Aber ebenso grimmig wie Kürnberger alles von mir Geschriebene verwarf, ebenso andächtig lauschte er, wenn ich ihm von meiner kleinrussischen Heimath erzählte, von der unermeßlichen Steppe, den himmelanragenden Karpaten und ihren schwarzen Seen, dem podolischen Getreidemeer, unseren Landedelleuten, unseren Damen in der pelzbesetzten Kazabaika, unseren Juden mit den fettglänzenden Löckchen, und insbesondere von meinen lieben galizischen Bauern. »Das ist etwas ganz anderes,« sagte er mir eines Abends, »wie arm und farblos und kasernenmäßig ist unser deutsches Leben dagegen! Wenn Sie das auch schreiben könnten, was Sie so eigenthümlich sinnig zu erzählen wissen, dann würde ich sagen, daß Sie ein Dichter, ein echter Dichter sind.«
Ich setzte mich also noch denselben Abend nieder und vierzehn Tage später las ich Kürnberger den »Don Juan von Kelomea« vor.

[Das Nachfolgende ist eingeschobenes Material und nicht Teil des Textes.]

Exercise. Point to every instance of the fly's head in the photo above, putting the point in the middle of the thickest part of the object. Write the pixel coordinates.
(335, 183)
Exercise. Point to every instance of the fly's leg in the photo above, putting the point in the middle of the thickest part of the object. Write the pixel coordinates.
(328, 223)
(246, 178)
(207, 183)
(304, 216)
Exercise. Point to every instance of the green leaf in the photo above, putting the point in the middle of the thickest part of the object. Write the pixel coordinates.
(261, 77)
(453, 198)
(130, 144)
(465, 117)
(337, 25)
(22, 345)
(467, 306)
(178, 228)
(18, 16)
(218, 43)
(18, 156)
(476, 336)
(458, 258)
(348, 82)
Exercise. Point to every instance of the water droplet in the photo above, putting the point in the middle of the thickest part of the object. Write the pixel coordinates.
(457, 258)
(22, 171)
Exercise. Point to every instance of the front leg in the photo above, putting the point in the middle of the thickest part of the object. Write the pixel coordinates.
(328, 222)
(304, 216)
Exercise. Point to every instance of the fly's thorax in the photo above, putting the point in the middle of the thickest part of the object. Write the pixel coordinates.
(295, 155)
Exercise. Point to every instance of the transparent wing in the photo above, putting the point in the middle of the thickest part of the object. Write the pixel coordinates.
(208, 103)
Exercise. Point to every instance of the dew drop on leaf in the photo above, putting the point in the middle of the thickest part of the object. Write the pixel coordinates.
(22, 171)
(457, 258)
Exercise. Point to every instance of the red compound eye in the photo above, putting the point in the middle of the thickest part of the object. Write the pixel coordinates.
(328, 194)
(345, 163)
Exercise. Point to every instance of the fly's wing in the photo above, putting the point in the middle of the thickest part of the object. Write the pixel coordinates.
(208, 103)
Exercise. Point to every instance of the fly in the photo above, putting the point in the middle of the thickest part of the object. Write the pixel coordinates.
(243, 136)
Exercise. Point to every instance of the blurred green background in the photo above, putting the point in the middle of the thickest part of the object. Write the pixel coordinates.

Kürnberger war außer sich. So tief er mich bisher herabgesetzt hatte, so enthusiastisch zeigte er sich jetzt. Er stellte mich mit Boz-Dickens, Sealsfield und Iwan Turgenjew in eine Reihe, und schrieb seine berühmte Vorrede, in welcher er bewies, daß der slavische Osten dem Westen ganz Neues zu bieten habe, nicht die unechte Poesie der Rede, sondern die echte Poesie der Gestalt und der Farbe, die von den Deutschen nur empfangen, nicht aber nachgeahmt werden könne. Ich glaube, daß die Liebe zu meiner Heimath und die Leidenschaft für eine Frau von seltener Schönheit (Die Heldin meiner »Geschiedenen Frau«), welche mich damals in eine Reihe tragischer Verwicklungen und Erlebnisse stürzte, gleichen Antheil an dem Gelingen dieser Novelle hatten, welche – genau so, wie es Kürnberger prophezeit hatte – zuerst in Westermann's Monatsheften meinen Ruf in Deutschland begründete und später in der »Revue der deux Mondes« meinen Namen in ganz Europa bekannt machte.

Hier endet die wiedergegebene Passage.